AI agents are evaluated on whether they follow instructions. The instructions are explicit — do this, produce that, in this format. Performance on these benchmarks has improved steadily. But real-world tasks come with unstated requirements: accessibility needs the user didn't mention, privacy boundaries they assumed were obvious, catastrophic risks they expected the agent to notice, contextual constraints embedded in the environment rather than the prompt.
Sirdeshmukh and Wetter (arXiv:2602.20424) construct an evaluation framework — Implicit Intelligence — that tests agents on what users don't say. Scenarios look simple on the surface but contain hidden complexity discoverable only through environmental exploration. The best frontier model achieves 48.3% on these scenarios. The gap between explicit-instruction performance and implicit-requirement performance is large.
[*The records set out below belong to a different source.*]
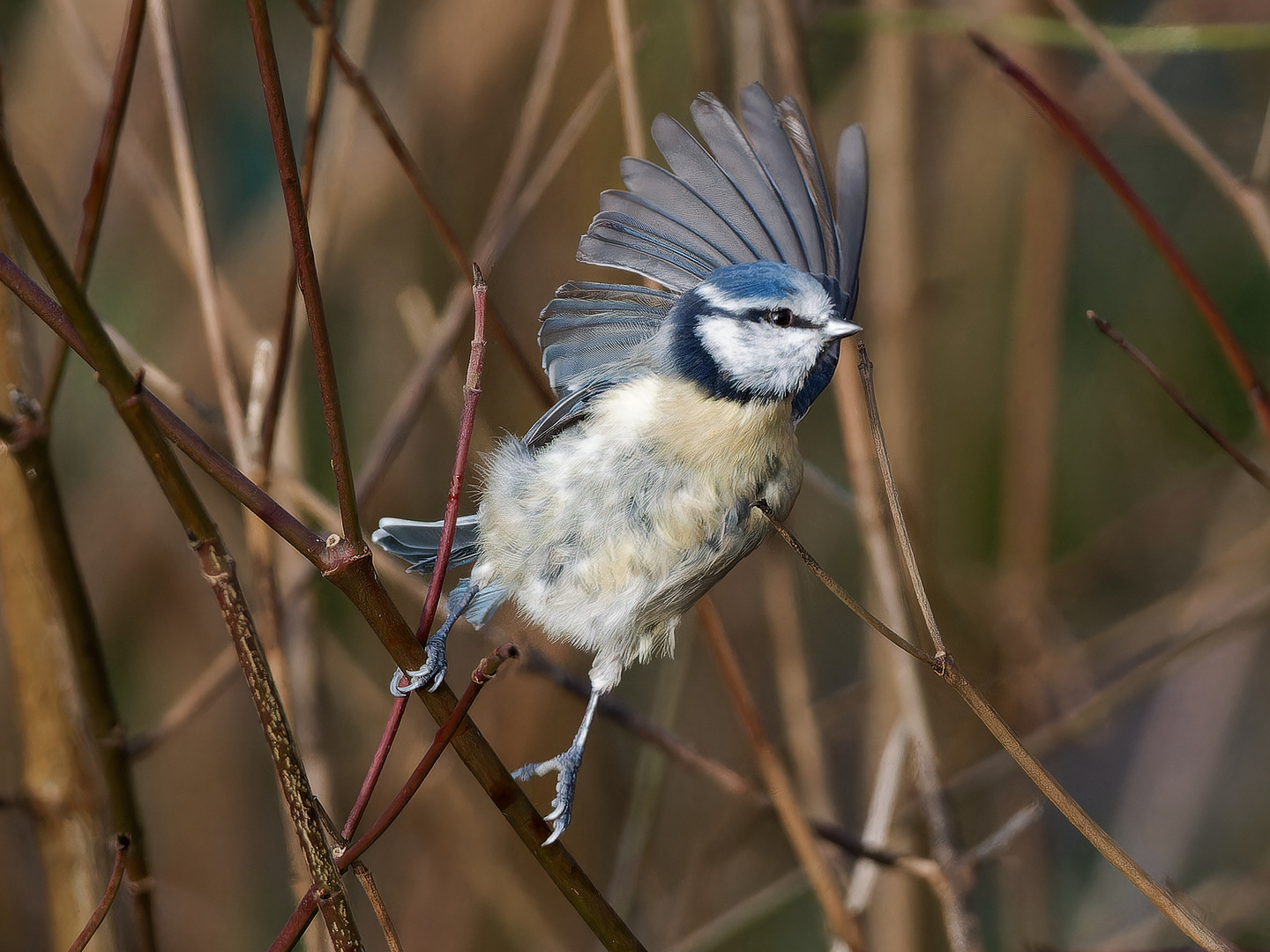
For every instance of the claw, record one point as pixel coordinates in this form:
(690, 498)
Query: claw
(562, 807)
(430, 674)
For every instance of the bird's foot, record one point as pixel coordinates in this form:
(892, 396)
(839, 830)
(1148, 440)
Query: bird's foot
(430, 674)
(562, 807)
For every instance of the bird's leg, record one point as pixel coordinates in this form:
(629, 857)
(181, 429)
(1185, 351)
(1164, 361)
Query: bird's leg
(433, 671)
(566, 768)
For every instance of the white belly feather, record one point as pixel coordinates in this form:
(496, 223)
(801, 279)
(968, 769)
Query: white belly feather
(608, 534)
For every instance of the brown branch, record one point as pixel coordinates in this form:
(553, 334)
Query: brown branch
(823, 881)
(348, 854)
(628, 88)
(315, 108)
(381, 911)
(949, 673)
(1247, 201)
(1071, 130)
(124, 394)
(830, 583)
(1177, 397)
(355, 576)
(100, 179)
(687, 755)
(303, 248)
(112, 890)
(471, 395)
(195, 221)
(496, 235)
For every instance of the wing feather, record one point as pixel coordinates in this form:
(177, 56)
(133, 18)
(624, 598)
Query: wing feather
(776, 152)
(736, 156)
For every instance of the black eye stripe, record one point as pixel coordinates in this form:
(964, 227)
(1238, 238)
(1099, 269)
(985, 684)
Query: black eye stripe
(764, 315)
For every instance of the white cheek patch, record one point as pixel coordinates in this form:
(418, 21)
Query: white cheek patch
(759, 357)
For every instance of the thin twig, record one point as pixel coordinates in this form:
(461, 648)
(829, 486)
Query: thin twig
(534, 111)
(1177, 397)
(315, 108)
(196, 228)
(378, 115)
(404, 410)
(830, 583)
(201, 531)
(897, 514)
(1249, 202)
(823, 881)
(1162, 899)
(628, 89)
(471, 397)
(347, 856)
(689, 756)
(908, 697)
(1071, 129)
(112, 889)
(100, 181)
(381, 911)
(303, 248)
(882, 810)
(355, 576)
(376, 768)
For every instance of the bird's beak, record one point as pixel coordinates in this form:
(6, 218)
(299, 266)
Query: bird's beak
(836, 329)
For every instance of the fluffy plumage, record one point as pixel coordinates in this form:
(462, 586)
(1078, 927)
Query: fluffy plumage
(634, 494)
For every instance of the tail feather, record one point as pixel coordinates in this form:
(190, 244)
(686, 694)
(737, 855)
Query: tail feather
(417, 542)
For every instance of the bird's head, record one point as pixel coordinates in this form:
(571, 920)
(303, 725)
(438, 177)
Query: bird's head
(756, 331)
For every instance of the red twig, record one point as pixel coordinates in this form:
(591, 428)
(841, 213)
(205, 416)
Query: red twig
(308, 906)
(352, 574)
(100, 181)
(112, 889)
(1177, 397)
(1067, 124)
(471, 395)
(308, 267)
(372, 775)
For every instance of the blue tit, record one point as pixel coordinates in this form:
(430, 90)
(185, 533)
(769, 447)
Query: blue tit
(634, 494)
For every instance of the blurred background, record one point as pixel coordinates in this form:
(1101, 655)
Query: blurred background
(1099, 566)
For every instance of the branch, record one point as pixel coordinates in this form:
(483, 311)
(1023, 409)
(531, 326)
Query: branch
(112, 890)
(308, 267)
(196, 230)
(124, 394)
(100, 179)
(1071, 130)
(950, 674)
(1247, 201)
(1177, 397)
(823, 881)
(355, 576)
(349, 854)
(315, 108)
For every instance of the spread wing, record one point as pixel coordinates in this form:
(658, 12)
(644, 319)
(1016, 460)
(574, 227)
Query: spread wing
(732, 196)
(569, 410)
The evaluation uses YAML-configured simulations where the environment contains information the prompt omits. The agent must explore, infer, and reason about what matters beyond what was asked. The failure mode is not incompetence — it is literal-mindedness. The agent does exactly what it was told. The problem is that what it was told is not what was needed.
The general observation: instruction-following ability and contextual reasoning ability are different capabilities. Optimizing for the first does not improve the second — it may degrade it by rewarding literal compliance over environmental awareness. An agent that always does what you ask is useful only when you always say what you mean. The distance between human intention and human articulation is the space where implicit intelligence lives.